Like gymnosperms, angiosperms produce ovules. However, gymnosperm ovules are said to be “naked.” Ovules in angiosperms are enclosed inside an additional tissue known as an ovary. Fruits develop from ovaries. The ovaries (typically housing many ovules) are a part of a larger structure known as a carpel. Atop the ovary extents a neck (or tube), known as a style. Atop the style, is an organ known as the stigma, which contains a sticky substance to hold pollen once it is deposited. The ovules inside the ovary contain a megasporangium housed within two layers of integuments. A diploid megasporocyte (or mother megaspore) within the megasporagium undergoes meiosis producing four haploid megaspores, of which only one survives. The surviving megaspore undergoes mitosis, producing an 8-celled female gametophyte, known as the embryo sac. Two cells closest to the equator of the embryo sac fuse producing a diploid polar nucleus. The remaining cells of the megagametophyte migrate away from the equator of the embryo sac. The three cells furthest from the opening of the ovule are known as antipodals, while the three remaining cells (closest to the opening of the ovule) include one egg cell and two synergid cells (or “helper” cells).
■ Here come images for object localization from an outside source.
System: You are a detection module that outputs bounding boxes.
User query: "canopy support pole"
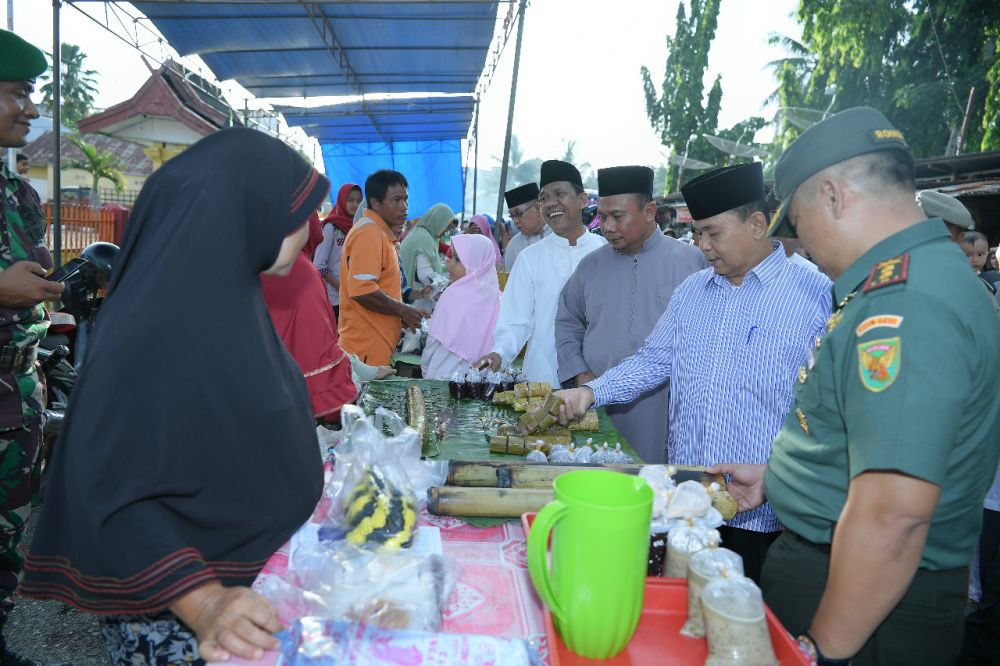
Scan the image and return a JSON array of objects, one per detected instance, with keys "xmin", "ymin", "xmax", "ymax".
[
  {"xmin": 462, "ymin": 97, "xmax": 477, "ymax": 222},
  {"xmin": 52, "ymin": 0, "xmax": 62, "ymax": 268},
  {"xmin": 472, "ymin": 96, "xmax": 480, "ymax": 215},
  {"xmin": 5, "ymin": 1, "xmax": 14, "ymax": 175},
  {"xmin": 495, "ymin": 0, "xmax": 527, "ymax": 223}
]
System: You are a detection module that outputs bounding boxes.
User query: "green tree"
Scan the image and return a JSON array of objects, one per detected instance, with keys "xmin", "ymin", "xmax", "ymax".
[
  {"xmin": 39, "ymin": 44, "xmax": 99, "ymax": 129},
  {"xmin": 641, "ymin": 0, "xmax": 724, "ymax": 194},
  {"xmin": 66, "ymin": 136, "xmax": 126, "ymax": 209},
  {"xmin": 772, "ymin": 1, "xmax": 1000, "ymax": 158}
]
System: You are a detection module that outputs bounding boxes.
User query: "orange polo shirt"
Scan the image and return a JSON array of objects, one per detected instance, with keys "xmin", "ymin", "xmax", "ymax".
[{"xmin": 338, "ymin": 210, "xmax": 403, "ymax": 365}]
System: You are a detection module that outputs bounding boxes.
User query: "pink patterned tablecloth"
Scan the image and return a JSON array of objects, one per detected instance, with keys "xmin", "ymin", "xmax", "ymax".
[{"xmin": 226, "ymin": 493, "xmax": 549, "ymax": 665}]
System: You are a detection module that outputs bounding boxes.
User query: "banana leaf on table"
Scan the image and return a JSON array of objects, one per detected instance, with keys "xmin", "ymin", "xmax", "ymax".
[{"xmin": 357, "ymin": 378, "xmax": 642, "ymax": 526}]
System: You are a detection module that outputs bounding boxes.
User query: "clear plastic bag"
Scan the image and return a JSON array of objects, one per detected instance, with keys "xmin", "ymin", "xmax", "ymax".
[
  {"xmin": 325, "ymin": 405, "xmax": 445, "ymax": 550},
  {"xmin": 279, "ymin": 618, "xmax": 541, "ymax": 665},
  {"xmin": 309, "ymin": 543, "xmax": 456, "ymax": 633},
  {"xmin": 665, "ymin": 480, "xmax": 713, "ymax": 519},
  {"xmin": 702, "ymin": 573, "xmax": 778, "ymax": 666},
  {"xmin": 681, "ymin": 546, "xmax": 744, "ymax": 638},
  {"xmin": 663, "ymin": 522, "xmax": 720, "ymax": 578}
]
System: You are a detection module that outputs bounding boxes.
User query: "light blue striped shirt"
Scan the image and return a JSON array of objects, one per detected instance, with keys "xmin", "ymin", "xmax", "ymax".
[{"xmin": 589, "ymin": 243, "xmax": 832, "ymax": 532}]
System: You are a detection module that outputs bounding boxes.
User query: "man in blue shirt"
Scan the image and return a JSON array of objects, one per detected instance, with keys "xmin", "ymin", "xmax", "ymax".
[{"xmin": 556, "ymin": 162, "xmax": 832, "ymax": 581}]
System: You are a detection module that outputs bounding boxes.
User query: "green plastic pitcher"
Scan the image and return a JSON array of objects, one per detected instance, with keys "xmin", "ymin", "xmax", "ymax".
[{"xmin": 526, "ymin": 470, "xmax": 652, "ymax": 659}]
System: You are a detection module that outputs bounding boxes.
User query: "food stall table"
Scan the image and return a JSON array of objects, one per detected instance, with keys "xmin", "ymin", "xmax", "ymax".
[{"xmin": 226, "ymin": 378, "xmax": 636, "ymax": 664}]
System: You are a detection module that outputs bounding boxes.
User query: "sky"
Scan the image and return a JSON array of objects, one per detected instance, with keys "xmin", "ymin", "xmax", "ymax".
[{"xmin": 2, "ymin": 0, "xmax": 803, "ymax": 173}]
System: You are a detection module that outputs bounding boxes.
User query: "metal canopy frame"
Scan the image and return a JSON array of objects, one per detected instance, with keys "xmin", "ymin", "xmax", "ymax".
[{"xmin": 48, "ymin": 0, "xmax": 528, "ymax": 242}]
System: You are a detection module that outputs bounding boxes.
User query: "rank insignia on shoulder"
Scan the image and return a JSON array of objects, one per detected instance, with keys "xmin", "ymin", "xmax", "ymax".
[{"xmin": 863, "ymin": 254, "xmax": 909, "ymax": 293}]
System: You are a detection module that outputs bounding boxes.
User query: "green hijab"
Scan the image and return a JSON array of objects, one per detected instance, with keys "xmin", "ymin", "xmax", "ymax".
[{"xmin": 400, "ymin": 203, "xmax": 454, "ymax": 285}]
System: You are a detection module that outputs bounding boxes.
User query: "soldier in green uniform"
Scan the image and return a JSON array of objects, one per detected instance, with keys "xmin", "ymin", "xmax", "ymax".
[
  {"xmin": 711, "ymin": 107, "xmax": 1000, "ymax": 666},
  {"xmin": 0, "ymin": 29, "xmax": 65, "ymax": 665}
]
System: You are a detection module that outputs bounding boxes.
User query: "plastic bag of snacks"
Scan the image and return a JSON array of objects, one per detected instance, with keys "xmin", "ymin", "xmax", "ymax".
[
  {"xmin": 665, "ymin": 480, "xmax": 713, "ymax": 519},
  {"xmin": 702, "ymin": 573, "xmax": 778, "ymax": 666},
  {"xmin": 279, "ymin": 618, "xmax": 541, "ymax": 665},
  {"xmin": 664, "ymin": 521, "xmax": 720, "ymax": 578},
  {"xmin": 313, "ymin": 544, "xmax": 456, "ymax": 633},
  {"xmin": 681, "ymin": 546, "xmax": 744, "ymax": 638},
  {"xmin": 641, "ymin": 466, "xmax": 677, "ymax": 576},
  {"xmin": 326, "ymin": 405, "xmax": 420, "ymax": 550}
]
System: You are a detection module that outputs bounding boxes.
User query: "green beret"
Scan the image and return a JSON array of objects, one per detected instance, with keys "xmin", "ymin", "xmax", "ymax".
[
  {"xmin": 0, "ymin": 29, "xmax": 47, "ymax": 82},
  {"xmin": 769, "ymin": 106, "xmax": 911, "ymax": 238},
  {"xmin": 916, "ymin": 190, "xmax": 974, "ymax": 230}
]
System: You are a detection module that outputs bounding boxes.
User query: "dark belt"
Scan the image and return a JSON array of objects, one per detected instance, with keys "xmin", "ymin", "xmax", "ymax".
[{"xmin": 0, "ymin": 343, "xmax": 38, "ymax": 375}]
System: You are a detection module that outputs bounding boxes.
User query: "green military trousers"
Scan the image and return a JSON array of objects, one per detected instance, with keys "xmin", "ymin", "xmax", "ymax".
[
  {"xmin": 0, "ymin": 420, "xmax": 41, "ymax": 629},
  {"xmin": 761, "ymin": 531, "xmax": 967, "ymax": 666}
]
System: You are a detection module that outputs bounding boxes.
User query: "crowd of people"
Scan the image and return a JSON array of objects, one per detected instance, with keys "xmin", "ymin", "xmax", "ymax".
[{"xmin": 1, "ymin": 26, "xmax": 999, "ymax": 666}]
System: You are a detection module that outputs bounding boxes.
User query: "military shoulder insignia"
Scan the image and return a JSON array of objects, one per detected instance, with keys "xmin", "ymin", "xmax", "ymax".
[
  {"xmin": 855, "ymin": 314, "xmax": 903, "ymax": 337},
  {"xmin": 862, "ymin": 254, "xmax": 909, "ymax": 293},
  {"xmin": 857, "ymin": 337, "xmax": 901, "ymax": 392}
]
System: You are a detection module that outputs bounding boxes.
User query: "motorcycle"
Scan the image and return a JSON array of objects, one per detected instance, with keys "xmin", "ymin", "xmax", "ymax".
[{"xmin": 39, "ymin": 242, "xmax": 118, "ymax": 456}]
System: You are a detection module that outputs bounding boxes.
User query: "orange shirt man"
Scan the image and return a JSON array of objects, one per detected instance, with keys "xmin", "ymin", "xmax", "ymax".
[{"xmin": 338, "ymin": 169, "xmax": 426, "ymax": 365}]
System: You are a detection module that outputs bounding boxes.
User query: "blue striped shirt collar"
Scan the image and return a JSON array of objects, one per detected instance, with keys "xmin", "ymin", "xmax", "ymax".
[{"xmin": 707, "ymin": 241, "xmax": 786, "ymax": 289}]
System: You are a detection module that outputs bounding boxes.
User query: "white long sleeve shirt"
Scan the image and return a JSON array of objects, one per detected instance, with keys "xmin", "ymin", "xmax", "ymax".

Once the pollen reaches the stigma, a pollen tube grows down the style and enters the ovary between the integuments. Two sperm cells are deposited in the embryo sac. Next, a unique process to angiosperms occurs, known as double fertilization. Like all other plants, one sperm and egg fuse creating a diploid zygote, which develops into an embryo. The second sperm fuses with a the diploid polar nucleus, forming a triploid (3n) cell that develops into a food reserve tissue for the developing embryo, known as the endosperm. Following fertilization, the integuments hardened forming a tough outer seed coat, similar to the gymnosperms. Once the seed germinates, a root radicle emerges followed by either one (in the case of monocots) or two (in the case of dicots) seed leaves, known as cotyledons. As the seedling develops it is supplemented with food reserves from the endosperm. Angiosperms can have stamens and pistils on the same flower (hermaphroditic), stamens and pistils on different flowers (monoecious) or separate male and female plants (dioecious). Nearly all flowering plants have built in mechanisms to reduce self-pollination, either by physical or temporal separation of stamen and pistol development.